Indiana Public Retirement System taps MetLife for annuities

The Indiana Public Retirement System (INPRS) selected MetLife as its future provider of member annuities. The change is expected to be effective April 1, 2017, with a contract finalized by next Jan. 31.

The decision by INPRS’ board of trustees, at its June 24 meeting, follows four years of public discussion regarding the financial risk of INPRS providing annuities internally.  In 2014, the Indiana General Assembly passed House Bill 1075 which set a glide path toward market-rate annuities and allowed the INPRS board to move to a third party provider in January 2017.

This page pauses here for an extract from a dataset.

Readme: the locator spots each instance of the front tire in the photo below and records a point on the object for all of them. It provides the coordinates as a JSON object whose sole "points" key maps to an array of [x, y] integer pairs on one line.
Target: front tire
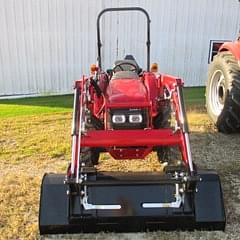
{"points": [[223, 93]]}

“MetLife will provide our members a similar benefit while protecting employers and taxpayers from the risks of managing this program internally,” said INPRS’ Executive Director Steve Russo. “They manage a more diversified line-up of businesses that uniquely positions them to accept more risk and potential reward than INPRS can.”

MetLife serves over 3,000 public sector organizations across the country. Over one-third of state governments across the U.S. offer MetLife group insurance or annuity benefits.

Use of an outside annuity provider has no impact on the pension benefits of current or future retirees. It affects only retiring members who choose to annuitize the money they’ve saved in INPRS annuity savings accounts (ASAs).

Members of the Teachers’ Retirement Fund (TRF) and Public Employees’ Retirement Fund (PERF) participate in a “hybrid” pension plan that includes both a pension plan and a separate ASA.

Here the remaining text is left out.